Databricks Community

soumiknow · ‎12-29-2024

I want to use google-cloud-bigquery library in my PySpark code though I know that spark-bigquery-connector is available. The reason I want to use is that the Databricks Cluster 15.4LTS comes with 0.22.2-SNAPSHOT version of spark-bigquery-connector which is not supposed to be a working version as per their documentation. They suggested to use 0.41.0 version of spark-bigquery-connector jar in the databricks cluster to leverage all the features.

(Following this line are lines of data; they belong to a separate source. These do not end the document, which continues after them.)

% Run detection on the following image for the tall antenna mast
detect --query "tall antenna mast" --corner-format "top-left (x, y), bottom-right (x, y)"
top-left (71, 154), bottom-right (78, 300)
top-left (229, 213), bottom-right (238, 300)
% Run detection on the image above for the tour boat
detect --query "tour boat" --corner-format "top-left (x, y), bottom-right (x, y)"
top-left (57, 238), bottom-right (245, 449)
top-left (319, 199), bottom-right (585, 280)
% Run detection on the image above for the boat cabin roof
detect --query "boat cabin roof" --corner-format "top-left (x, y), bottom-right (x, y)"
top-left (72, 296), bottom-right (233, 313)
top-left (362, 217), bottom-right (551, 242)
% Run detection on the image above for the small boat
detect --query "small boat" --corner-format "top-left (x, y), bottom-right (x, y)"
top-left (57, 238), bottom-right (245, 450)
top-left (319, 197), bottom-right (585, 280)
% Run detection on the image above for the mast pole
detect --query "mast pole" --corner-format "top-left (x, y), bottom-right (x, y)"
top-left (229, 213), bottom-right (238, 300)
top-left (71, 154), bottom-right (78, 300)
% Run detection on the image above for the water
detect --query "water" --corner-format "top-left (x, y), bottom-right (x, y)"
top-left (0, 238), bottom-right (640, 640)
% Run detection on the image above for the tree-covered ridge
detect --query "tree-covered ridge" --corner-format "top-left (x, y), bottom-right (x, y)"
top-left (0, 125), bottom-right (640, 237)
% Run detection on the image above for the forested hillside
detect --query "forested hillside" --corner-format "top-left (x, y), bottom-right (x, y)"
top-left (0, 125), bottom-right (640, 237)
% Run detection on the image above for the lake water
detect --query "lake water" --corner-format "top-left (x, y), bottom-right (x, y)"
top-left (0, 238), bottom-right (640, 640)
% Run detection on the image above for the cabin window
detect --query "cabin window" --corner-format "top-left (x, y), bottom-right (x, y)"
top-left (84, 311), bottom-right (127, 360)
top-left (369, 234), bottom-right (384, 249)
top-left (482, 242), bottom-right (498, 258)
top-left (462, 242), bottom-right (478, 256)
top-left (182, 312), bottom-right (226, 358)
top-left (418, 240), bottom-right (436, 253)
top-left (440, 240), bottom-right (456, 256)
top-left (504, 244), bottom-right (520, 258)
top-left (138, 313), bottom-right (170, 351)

Since I am unable to use 0.41.0 jar in the Databricks Cluster 15.4LTS, I want to use google-cloud-bigquery lib.

The problem I facing with the below code is:

from google.cloud import bigquery

gcp_project_id = "gcp-test"
drop_partition_query = f""" DELETE FROM `gcp-test.test-dataset.test-table` WHERE partition_date = '2022-01-22' """ 
print(drop_partition_query)
client = bigquery.Client(project=f"{gcp_project_id}")
result = client.query(drop_partition_query)

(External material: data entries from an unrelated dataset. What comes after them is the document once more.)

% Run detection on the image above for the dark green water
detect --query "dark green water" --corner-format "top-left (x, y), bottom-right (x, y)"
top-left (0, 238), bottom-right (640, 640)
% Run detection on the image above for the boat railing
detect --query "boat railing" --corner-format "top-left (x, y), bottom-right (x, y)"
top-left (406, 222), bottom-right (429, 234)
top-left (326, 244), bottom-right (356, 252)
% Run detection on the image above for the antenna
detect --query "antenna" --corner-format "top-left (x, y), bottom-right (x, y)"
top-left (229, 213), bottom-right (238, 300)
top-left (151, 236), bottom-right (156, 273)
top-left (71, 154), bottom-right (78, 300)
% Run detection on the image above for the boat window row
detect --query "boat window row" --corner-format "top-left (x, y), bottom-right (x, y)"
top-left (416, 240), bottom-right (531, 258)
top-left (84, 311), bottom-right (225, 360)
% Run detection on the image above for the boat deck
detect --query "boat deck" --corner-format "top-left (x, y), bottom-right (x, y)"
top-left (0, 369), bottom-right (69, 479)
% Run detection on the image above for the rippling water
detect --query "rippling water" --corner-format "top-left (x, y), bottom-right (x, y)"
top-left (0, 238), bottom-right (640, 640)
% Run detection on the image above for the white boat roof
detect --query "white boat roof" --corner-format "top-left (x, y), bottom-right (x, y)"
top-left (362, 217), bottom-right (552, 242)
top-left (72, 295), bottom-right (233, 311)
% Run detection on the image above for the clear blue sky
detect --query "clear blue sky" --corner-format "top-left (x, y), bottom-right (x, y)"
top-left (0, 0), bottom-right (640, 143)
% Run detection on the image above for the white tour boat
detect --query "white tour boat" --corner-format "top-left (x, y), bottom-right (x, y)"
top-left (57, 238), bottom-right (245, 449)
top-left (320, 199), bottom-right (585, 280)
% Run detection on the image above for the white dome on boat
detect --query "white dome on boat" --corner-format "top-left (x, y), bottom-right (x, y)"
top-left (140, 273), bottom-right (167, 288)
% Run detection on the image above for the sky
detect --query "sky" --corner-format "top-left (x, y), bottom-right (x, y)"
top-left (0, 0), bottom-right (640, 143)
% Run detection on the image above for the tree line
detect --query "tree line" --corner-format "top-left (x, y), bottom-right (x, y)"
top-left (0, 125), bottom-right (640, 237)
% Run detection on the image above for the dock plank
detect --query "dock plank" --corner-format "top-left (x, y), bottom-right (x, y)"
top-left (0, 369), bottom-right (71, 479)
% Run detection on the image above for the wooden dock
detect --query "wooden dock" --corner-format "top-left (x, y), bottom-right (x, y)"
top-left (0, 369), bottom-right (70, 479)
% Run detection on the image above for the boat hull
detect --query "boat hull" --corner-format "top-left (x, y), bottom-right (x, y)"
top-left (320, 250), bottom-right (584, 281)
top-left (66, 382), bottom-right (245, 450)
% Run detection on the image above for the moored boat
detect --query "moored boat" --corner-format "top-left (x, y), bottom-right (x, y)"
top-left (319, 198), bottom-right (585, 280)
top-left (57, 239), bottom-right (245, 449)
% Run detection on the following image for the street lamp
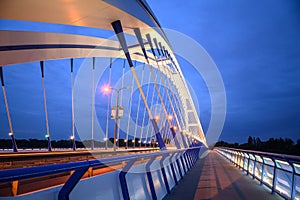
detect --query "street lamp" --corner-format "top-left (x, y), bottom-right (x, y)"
top-left (8, 132), bottom-right (18, 152)
top-left (103, 86), bottom-right (132, 151)
top-left (70, 135), bottom-right (76, 151)
top-left (45, 134), bottom-right (52, 151)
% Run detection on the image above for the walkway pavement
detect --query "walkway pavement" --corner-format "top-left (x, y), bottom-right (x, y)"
top-left (164, 151), bottom-right (282, 200)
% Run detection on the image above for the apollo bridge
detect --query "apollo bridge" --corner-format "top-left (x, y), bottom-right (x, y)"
top-left (0, 0), bottom-right (300, 199)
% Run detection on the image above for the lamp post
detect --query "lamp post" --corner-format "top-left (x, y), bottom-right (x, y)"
top-left (8, 132), bottom-right (18, 152)
top-left (103, 86), bottom-right (132, 151)
top-left (45, 134), bottom-right (52, 151)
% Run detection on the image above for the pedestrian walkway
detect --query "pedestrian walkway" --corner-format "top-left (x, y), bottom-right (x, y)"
top-left (164, 151), bottom-right (282, 200)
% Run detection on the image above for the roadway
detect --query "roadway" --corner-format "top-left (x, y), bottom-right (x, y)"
top-left (164, 151), bottom-right (282, 200)
top-left (0, 148), bottom-right (159, 170)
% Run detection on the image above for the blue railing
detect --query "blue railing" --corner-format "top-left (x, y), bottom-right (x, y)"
top-left (0, 147), bottom-right (200, 200)
top-left (215, 148), bottom-right (300, 199)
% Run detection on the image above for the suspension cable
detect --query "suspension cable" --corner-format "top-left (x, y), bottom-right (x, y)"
top-left (40, 61), bottom-right (52, 151)
top-left (133, 64), bottom-right (145, 147)
top-left (126, 62), bottom-right (136, 148)
top-left (146, 71), bottom-right (157, 146)
top-left (105, 58), bottom-right (112, 149)
top-left (91, 57), bottom-right (95, 150)
top-left (141, 66), bottom-right (151, 146)
top-left (0, 67), bottom-right (18, 152)
top-left (70, 58), bottom-right (76, 150)
top-left (117, 59), bottom-right (125, 144)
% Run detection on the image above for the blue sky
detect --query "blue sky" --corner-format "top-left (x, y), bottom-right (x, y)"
top-left (0, 0), bottom-right (300, 143)
top-left (148, 0), bottom-right (300, 142)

WARNING:google.auth.compute_engine._metadata:Compute Engine Metadata server unavailable on attempt 5 of 5. Reason: [Errno 111] Connection refused
WARNING:google.auth._default:No project ID could be determined. Consider running `gcloud config set project` or setting the GOOGLE_CLOUD_PROJECT environment variable
WARNING:google.auth.compute_engine._metadata:Compute Engine Metadata server unavailable on attempt 1 of 5. Reason: HTTPConnectionPool(host='metadata.google.internal', port=80): Max retries exceeded with url: /computeMetadata/v1/universe/universe_domain (Caused by NewConnectionError('<urllib3.connection.HTTPConnection object at 0x7b322f6d1b10>: Failed to establish a new connection: [Errno 111] Connection refused'))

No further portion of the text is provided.